Brentán, hizo su presentación en la subcomisión del
Congreso constituida para definir la estrategia
energética de España para los próximos 25 años, con
posturas concordantes a la de otros directivos
eléctricos, como Ignacio Sánchez Galán, presidente de
Iberdrola, que acudió a la misma comparecencia la
semana pasada.
Brentán reclamó que se extienda la vida de las
centrales nucleares existentes en España a 60 años,
frente a los 40 años de vida útil que pretende el
Gobierno, o que se considere la opción de construir
nuevas plantas para garantizar el equilibrio del
sistema. Endesa comparte al 50% con Iberdrola
la central nuclear de Garoña, en Burgos. El pasado mes
de junio, el Gobierno decidió el cierre de esa
instalación en 2013, en lugar de extender su vida
útil.
Improvisación
“La decisión nuclear se
tiene que tomar en los próximos años. Hay tiempo.
Ojalá que no sea tan improvisada como la de Garoña”,
dijo Brentán. La opción de prescindir de la energía
nuclear tendrá un efecto “muy negativo” en la
consecución de los retos del sector energético:
seguridad del suministro, sostenibilidad y eficiencia
en costes o competitividad, dijo. Hace unos días,
Sánchez Galán cifró en 35.000 millones de euros
adicionales la inversión necesaria para sustituir a
las nucleares.
Por otra parte, Brentán también pidió que se abra una
reflexión en cuanto a cómo repartir el sobrecosto que
supone para el sistema eléctrico el modelo de primas a
las energías renovables, y la conveniencia de atribuir
una parte a los Presupuestos Generales del Estado.

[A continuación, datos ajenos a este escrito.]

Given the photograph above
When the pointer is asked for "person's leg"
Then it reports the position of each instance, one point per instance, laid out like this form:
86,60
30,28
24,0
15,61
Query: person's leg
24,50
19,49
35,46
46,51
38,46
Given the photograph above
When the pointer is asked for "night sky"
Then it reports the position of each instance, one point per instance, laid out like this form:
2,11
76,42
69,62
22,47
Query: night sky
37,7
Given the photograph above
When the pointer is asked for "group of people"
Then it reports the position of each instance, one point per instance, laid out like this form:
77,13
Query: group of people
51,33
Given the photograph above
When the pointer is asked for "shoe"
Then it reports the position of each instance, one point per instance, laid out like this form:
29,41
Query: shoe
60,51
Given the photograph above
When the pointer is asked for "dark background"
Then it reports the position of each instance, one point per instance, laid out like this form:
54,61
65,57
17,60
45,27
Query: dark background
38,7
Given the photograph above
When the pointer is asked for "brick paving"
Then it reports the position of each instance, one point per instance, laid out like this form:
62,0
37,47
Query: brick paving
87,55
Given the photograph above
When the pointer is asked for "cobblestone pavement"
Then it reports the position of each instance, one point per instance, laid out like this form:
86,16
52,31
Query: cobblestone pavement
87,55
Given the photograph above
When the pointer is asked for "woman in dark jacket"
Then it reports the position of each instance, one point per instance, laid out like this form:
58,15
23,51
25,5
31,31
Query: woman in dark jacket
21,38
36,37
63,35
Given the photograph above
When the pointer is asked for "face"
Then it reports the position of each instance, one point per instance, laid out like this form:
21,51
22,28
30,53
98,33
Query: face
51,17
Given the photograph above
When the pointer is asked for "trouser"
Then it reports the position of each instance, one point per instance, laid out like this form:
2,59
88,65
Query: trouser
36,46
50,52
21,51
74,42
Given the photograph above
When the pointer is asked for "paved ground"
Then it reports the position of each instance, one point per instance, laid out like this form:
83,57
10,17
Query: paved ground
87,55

Para Brentán, hay que avanzar en eliminación de las
distorsiones que provocan en el mercado las renovables
y evitar que éstas participen en la formación del
precio de la electricidad. Brentán pidió que también
se mitigue la distorsión que podría causar el carbón
nacional y las ayudas que el Gobierno quiere
introducir para que las eléctricas quemen ese mineral
en sus centrales.
Más apertura de mercado
Brentán también pidió que se
liberalice más el mercado, y se rebaje el listón
establecido ahora para que los usuarios puedan
acogerse a precios regulados, desde los 10 kilovatios
a los 3 kilovatios.
Crisis para largo
En el horizonte de 2020, Brentán
consideró que no es necesario instalar en España más
capacidad de generación que la prevista y apuntó que
la mayor incógnita hasta ese año es saber cómo
evolucionará la demanda, que no recuperará los niveles
de antes de la crisis hasta dentro de unos cinco años.
En este sentido, Brentán consideró que todo dependerá
de cómo sea la recuperación económica, así como del
grado de penetración de las medidas de ahorro y
eficiencia energética y de los avances en factores
como el coche eléctrico. Asimismo, reiteró la
importancia de que se logre un pacto de Estado en
materia energética para dar seguridad al sector.